(Un)Archiving the City: the Case of Beirut

Project, IF-PRJ-0009

Europe and Middle East
Beirut, Lebanon
Taking Beirut as a case study, the Beirut Investigative Lab addressed two strands of investigation: city as archives and archiving the city, leading to a hypothesis on ‘unarchiving the city.’ Beirut has a contested history of complex challenges marked by war, erasure, sectarian politics, and collective amnesia. This contestation reflects a fear of confronting the past, a conscious neglect of national archives, and the absence of a shared narrative at the national scale. Archival practices are decentralized and mostly associated with private institutions with limited accessibility to the public.
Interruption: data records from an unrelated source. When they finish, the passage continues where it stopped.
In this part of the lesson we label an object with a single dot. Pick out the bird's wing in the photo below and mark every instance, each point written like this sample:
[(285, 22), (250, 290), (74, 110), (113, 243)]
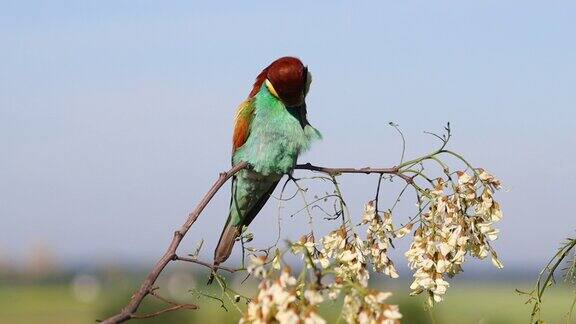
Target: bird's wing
[(242, 121)]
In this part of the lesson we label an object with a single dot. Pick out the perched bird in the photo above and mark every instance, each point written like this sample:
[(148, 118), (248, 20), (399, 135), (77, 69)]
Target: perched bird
[(270, 131)]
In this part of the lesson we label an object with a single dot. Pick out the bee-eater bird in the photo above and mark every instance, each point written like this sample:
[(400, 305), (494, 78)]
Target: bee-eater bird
[(270, 131)]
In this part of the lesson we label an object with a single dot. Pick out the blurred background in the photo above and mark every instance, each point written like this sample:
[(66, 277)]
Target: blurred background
[(116, 116)]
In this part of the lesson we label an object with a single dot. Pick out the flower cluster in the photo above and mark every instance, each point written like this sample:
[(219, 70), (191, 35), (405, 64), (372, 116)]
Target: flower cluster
[(280, 300), (454, 225), (370, 309), (379, 233)]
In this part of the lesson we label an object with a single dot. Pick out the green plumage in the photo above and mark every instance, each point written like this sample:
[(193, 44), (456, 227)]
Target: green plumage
[(277, 135), (276, 139)]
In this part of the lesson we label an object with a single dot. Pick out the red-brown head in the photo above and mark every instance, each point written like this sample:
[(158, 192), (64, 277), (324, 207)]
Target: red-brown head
[(287, 78)]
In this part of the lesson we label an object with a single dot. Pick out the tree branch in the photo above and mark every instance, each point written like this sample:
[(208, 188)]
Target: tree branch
[(146, 288)]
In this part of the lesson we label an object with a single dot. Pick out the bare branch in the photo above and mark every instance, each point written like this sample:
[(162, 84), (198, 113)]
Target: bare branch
[(145, 289)]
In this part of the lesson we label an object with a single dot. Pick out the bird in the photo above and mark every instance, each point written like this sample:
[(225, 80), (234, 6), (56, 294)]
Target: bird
[(270, 131)]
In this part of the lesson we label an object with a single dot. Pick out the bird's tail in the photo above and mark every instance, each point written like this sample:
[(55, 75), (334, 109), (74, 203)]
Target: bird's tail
[(224, 247), (226, 243)]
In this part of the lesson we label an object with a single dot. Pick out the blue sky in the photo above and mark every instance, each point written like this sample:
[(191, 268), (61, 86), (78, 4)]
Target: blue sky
[(115, 116)]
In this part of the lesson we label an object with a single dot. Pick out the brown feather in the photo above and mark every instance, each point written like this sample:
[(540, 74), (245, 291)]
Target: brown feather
[(288, 77)]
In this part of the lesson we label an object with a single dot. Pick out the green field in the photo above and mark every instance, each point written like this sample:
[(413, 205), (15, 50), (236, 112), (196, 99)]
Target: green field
[(478, 303)]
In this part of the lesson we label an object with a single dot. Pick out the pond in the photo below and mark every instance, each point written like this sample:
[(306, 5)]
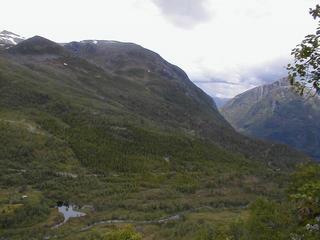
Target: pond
[(68, 212)]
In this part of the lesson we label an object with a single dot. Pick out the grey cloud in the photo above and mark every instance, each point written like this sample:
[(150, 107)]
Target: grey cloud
[(225, 85), (184, 13)]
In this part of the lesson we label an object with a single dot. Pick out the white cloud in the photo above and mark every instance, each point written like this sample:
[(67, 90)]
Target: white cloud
[(212, 39), (184, 13)]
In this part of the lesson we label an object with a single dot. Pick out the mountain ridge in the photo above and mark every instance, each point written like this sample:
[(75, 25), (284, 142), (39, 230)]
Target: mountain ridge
[(276, 112)]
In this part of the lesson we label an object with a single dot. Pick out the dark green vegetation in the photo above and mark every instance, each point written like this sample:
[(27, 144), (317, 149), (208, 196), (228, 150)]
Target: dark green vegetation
[(276, 112), (298, 217), (117, 130), (304, 72)]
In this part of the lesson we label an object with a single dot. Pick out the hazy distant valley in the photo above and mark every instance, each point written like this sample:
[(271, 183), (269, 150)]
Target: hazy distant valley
[(124, 141)]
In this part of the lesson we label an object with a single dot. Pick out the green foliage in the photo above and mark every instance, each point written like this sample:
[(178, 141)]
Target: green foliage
[(125, 233), (305, 72)]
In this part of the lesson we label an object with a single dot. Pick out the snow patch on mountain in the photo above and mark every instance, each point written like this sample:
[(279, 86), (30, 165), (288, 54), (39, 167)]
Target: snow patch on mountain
[(9, 38)]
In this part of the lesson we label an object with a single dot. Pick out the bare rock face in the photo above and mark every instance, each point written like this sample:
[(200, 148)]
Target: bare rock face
[(275, 112)]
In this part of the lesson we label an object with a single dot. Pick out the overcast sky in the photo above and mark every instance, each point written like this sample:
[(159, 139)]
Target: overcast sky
[(225, 46)]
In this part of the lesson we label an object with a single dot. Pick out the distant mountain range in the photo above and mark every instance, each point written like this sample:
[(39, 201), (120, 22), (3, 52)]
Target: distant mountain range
[(116, 128), (220, 102), (276, 112)]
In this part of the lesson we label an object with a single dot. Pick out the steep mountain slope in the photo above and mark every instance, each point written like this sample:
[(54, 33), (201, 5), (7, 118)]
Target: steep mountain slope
[(275, 112), (8, 39), (133, 139)]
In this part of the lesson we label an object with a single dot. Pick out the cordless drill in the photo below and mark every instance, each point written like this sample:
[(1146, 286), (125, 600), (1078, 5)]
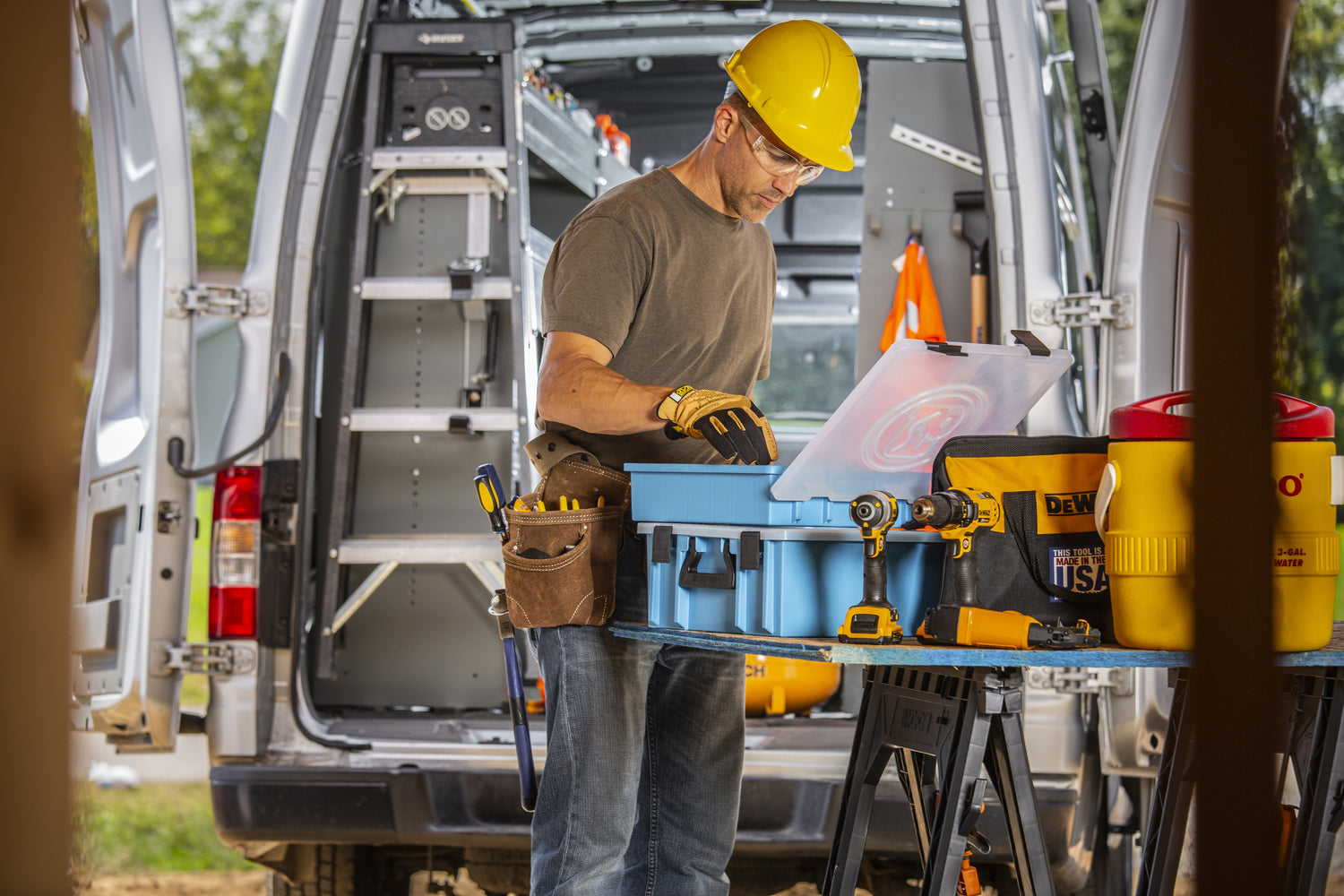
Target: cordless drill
[(961, 516), (873, 621)]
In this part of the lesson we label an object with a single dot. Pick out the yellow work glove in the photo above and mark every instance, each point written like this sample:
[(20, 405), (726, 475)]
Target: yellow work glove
[(731, 424)]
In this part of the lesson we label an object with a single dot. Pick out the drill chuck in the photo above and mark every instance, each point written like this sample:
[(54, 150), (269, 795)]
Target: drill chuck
[(873, 511), (943, 509)]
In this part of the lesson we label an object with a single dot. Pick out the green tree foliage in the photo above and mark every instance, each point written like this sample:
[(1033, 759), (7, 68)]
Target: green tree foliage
[(1311, 309), (230, 53), (1121, 21)]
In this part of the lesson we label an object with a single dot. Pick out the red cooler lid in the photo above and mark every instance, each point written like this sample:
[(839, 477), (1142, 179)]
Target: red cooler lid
[(1150, 419)]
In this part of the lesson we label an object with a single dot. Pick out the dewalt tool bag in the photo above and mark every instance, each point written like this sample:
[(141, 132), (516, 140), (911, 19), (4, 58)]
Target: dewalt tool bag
[(559, 564), (1045, 557)]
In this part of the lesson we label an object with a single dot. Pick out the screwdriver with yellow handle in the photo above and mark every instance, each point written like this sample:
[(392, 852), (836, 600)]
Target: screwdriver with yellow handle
[(491, 495)]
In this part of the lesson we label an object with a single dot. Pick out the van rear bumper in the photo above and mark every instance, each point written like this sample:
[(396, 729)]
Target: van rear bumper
[(454, 807)]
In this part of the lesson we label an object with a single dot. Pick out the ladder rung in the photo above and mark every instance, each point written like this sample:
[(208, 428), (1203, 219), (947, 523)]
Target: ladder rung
[(433, 419), (432, 288), (445, 158), (438, 548)]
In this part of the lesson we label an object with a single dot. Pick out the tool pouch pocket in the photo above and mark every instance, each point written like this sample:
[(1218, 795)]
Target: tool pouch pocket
[(1047, 560), (559, 565)]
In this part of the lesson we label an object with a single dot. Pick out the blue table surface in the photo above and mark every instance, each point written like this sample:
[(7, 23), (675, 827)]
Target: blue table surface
[(911, 653)]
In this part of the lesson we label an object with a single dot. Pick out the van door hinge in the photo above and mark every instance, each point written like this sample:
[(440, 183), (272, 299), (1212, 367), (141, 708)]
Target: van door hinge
[(1085, 309), (1082, 680), (220, 301), (202, 659)]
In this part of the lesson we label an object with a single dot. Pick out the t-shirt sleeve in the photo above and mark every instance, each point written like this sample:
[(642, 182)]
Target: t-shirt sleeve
[(593, 281), (765, 359)]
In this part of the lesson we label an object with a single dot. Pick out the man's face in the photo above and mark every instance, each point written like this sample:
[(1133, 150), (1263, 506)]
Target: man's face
[(750, 185)]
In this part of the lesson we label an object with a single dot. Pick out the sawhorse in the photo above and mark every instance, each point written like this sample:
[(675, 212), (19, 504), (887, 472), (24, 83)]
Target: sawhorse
[(962, 718), (1314, 712)]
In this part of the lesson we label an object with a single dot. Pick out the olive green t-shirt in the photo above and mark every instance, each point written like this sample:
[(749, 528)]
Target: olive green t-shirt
[(680, 293)]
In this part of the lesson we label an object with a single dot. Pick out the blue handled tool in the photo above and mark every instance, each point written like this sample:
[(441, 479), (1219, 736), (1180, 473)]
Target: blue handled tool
[(516, 704), (491, 495)]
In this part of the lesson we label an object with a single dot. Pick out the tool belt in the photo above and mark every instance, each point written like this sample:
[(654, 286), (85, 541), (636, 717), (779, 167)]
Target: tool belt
[(1045, 559), (559, 565)]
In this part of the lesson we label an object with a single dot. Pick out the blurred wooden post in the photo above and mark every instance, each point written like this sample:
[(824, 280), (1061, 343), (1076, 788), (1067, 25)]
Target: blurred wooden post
[(1234, 681), (39, 445)]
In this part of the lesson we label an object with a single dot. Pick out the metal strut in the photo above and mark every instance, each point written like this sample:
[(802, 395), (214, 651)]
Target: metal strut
[(964, 718)]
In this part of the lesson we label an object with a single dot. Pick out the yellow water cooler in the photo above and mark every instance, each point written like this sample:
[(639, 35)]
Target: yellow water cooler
[(1150, 530)]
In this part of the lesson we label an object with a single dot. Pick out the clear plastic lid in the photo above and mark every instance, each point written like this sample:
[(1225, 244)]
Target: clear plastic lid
[(886, 435)]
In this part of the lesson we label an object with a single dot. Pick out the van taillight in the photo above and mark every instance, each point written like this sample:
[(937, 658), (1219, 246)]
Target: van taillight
[(236, 554)]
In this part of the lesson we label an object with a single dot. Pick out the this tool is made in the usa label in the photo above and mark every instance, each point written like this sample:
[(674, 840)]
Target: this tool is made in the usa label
[(1080, 570)]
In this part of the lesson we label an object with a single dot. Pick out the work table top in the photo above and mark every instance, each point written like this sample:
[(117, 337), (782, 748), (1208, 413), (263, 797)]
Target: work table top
[(911, 653)]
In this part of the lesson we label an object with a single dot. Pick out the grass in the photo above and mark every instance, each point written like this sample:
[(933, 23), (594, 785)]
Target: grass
[(147, 829)]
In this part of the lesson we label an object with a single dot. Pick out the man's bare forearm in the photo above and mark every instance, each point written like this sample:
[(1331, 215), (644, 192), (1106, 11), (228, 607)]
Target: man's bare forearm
[(591, 397)]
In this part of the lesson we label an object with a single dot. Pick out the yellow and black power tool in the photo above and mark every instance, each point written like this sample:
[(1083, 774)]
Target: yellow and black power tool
[(960, 516), (874, 621)]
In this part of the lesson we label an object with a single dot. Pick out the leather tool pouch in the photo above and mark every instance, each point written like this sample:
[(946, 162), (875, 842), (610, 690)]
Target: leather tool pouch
[(559, 565), (1048, 560)]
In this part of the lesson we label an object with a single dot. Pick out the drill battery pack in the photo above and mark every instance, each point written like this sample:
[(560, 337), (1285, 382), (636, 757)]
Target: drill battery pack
[(1045, 557)]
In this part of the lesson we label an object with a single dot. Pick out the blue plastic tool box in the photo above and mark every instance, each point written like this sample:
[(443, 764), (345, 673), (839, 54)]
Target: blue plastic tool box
[(728, 495), (780, 581)]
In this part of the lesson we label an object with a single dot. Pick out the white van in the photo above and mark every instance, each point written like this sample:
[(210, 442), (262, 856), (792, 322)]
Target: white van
[(421, 158)]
Given this context, the lab interrogated ‘city as archives’ as discussed in the literature, however, through a Lefebvrian lens, and asked the following question: how does the ongoing production of space shape the city as an archive? Then there was a focus on the city as an object of archiving by questioning archival authorship and power as articulated by Derrida and Foucault and adapted to an urban agglomeration. Against the main question of how the city is archived, adopting the Barthan theoretical framework led us to the following question: how do modalities of archiving the city differ, and how do their readings facilitate a plurality of city narratives? When considering the context of conflict, displacement, and collective trauma, these investigations led to a working hypothesis that argues for recovery as a process of unarchiving; a process that disrupts both city as archives and archiving the city. It further argues that a ‘participatory’ recovery process is best positioned to facilitate a more egalitarian model of multiple narratives and future imaginaries.
As part of the Beirut Investigative Lab, the following activities were conducted:
 (1) Conducting a thorough literature review on the intersection of city and archives upon which a position was formulated across the two strands: archiving the city and city as archives. Through reflecting on our work on recovery, we positioned the archives in relation to post-disaster recovery in local contexts. This investigation led to our hypothesis on ‘recovery as unarchiving.’
(2) Attending the IF dialogue series, organized and hosted online by University of Exeter in which we presented the following:
“City as Archive | Archiving a City | the Imagined as Unarchiving a City” on 16 October 2020
“Community's Digital Archiving: Imagining the Recovery of Karantina” on 8 March 2022
(3) Curating a closed workshop entitled “(Un)Archiving the City: the Case of Beirut”. The workshop was held on February 8th, 2024, and invited scholars from the Imagining Futures project including: the principal investigator Elena Isayev, co-investigator Kodzo Gavua, and advisor Jala Makhzoumi. Howayda Al-Harithy commenced the workshop by setting the theoretical framing, where she presented the two strands of investigation: ‘city as archives’ and ‘archiving the city’ leading to a hypothesis on ‘recovery as unarchiving’. The workshop included two panels each expanding on these concepts while reflecting on case studies from Beirut. For more information on the workshop, visit this link.
(4) Launching the “Oral Narratives by the Residents of Karantina” platform. The oral narratives project focuses on the second strand of investigation, ‘archiving the city’, using Karantina as a case study. It challenges authoritarian narratives by exploring alternative and inclusive egalitarian methods of archiving its oral history and socio-spatial practices. As it does so, it contributes to “recovery as unarchiving” which investigates how unarchiving during post-disaster recovery produces multiple future imaginaries. For more details on the project, visit this link
 (5) Publishing an article entitled “Recovery as (Un)Archiving: The Case of Karantina following the Beirut Blast” and a short essay entitled “Digital Memory Archiving: the Oral Narratives by the Residents of Karantina” in the Imagining Futures Volumes. The two publications reflect on two projects conducted by the Beirut Urban Lab.